Po tej roli posypały się nowe propozycje. Piotr Adamczyk zagrał w produkcji Amazon Prime Video "Nocne niebo", która miała już swoją premierę na platformie. Tym razem Piotr Adamczyk wystąpił u boku m.in. J.K. Simmonsa oraz Sissy Spacek. Fabuła serialu skupia się na losach postaci granych przez dwójkę tych aktorów, czyli Franka i Irene. Są oni emerytowanym małżeństwem z 50-letnim stażem, a na swoim podwórzu wiele lat temu odkryli oni portal/komnatę, która prowadzi na opuszczoną, obcą planetę.
- To, że udało mi się zagrać kilka ról w Stanach, to też jest ten mój głód poszukiwania nowych rzeczy i nowych wyzwań. Grać w obcym języku, na nowym rynku, w ogóle sprawdzić się gdzie indziej - to jest wyzwanie. Jest to też efekt konsekwencji i wielu prób. Te próby były zresztą kosztowne, bo często musiałem dla jakiejś rólki statystującej poświęcać duże propozycje w Polsce. Ale czasami kupuje się kota w worku, zgadzamy się na rolę nie wiedząc, co to jest, tak wielkie są obostrzenia, jeśli chodzi o tajemnicę artystyczną w Stanach - aktor mówił w rozmowie z Interią.

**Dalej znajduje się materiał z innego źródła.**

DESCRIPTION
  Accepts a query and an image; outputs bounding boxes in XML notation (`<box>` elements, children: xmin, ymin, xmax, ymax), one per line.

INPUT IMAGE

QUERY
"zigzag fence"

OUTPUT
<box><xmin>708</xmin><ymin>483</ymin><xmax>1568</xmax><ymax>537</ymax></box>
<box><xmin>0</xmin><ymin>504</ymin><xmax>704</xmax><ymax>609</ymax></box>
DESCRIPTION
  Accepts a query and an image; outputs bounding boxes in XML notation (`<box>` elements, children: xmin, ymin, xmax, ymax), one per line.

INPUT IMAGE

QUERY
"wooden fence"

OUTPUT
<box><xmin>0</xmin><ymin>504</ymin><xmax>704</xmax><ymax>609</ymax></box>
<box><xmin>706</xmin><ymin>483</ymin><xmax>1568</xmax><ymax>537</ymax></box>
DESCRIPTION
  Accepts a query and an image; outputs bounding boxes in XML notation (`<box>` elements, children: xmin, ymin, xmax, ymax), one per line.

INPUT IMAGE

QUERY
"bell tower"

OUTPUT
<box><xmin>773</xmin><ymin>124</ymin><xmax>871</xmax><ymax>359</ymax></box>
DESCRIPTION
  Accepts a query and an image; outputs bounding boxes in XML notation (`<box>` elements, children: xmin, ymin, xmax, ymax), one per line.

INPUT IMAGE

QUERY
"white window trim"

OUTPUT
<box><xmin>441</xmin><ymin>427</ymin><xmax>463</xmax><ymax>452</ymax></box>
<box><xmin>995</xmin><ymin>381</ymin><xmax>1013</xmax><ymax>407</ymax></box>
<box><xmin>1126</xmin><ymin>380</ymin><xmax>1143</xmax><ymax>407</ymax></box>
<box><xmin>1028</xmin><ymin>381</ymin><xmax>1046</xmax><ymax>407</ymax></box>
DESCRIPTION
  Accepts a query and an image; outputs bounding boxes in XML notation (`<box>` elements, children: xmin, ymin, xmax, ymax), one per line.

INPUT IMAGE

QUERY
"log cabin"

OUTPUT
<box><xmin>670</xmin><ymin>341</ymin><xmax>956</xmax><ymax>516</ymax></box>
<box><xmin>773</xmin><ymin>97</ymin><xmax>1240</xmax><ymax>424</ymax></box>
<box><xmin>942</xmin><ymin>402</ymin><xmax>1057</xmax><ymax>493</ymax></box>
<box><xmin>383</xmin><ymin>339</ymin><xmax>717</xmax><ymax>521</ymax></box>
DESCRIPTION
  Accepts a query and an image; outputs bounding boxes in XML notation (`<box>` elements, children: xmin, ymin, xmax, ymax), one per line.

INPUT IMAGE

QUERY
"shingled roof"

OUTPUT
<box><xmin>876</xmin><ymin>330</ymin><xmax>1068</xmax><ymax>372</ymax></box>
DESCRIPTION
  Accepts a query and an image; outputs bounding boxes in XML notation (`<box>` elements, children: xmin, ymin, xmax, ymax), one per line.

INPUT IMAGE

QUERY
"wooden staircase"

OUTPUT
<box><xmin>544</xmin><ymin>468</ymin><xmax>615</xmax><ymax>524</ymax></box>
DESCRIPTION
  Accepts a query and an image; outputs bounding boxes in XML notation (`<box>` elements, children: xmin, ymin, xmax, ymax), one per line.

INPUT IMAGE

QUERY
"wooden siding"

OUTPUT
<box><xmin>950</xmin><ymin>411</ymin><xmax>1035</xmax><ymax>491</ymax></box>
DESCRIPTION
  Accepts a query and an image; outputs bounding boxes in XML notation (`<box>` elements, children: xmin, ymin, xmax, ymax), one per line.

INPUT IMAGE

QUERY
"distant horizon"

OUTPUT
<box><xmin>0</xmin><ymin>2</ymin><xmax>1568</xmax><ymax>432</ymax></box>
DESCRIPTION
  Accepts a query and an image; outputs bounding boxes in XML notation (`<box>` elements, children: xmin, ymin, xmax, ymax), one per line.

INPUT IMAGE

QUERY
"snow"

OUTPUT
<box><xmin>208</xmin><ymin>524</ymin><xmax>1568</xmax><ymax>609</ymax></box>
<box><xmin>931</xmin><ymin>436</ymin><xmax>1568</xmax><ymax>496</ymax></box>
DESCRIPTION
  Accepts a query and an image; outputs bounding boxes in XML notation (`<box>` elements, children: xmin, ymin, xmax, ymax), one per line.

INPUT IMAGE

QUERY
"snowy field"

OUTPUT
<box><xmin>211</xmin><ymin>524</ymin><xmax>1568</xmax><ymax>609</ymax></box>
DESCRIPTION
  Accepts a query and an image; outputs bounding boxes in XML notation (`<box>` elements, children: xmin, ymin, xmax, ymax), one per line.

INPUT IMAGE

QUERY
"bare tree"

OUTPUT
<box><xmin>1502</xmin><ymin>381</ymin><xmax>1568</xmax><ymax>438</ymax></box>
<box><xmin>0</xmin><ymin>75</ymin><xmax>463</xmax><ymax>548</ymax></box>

Próba podboju amerykańskiego rynku opłaciła się. Według "Super Expressu" aktor otrzymuj za rolę w USA około 180 tysięcy dolarów.
Piotra Adamczyka wciąż możemy oglądać też w polskich produkcjach.
W 2022 roku na ekrany wszedł thriller "Wrobiony", w którym zagrał badacza historii sztuki z Uniwersytetu Wrocławskiego, który wyrusza na poszukiwania zaginionego dzieła "Maria Magdalena w ekstazie" autorstwa słynnego malarza Caravaggia. Pojawił się także w piątej części kinowego hitu "Listy do M".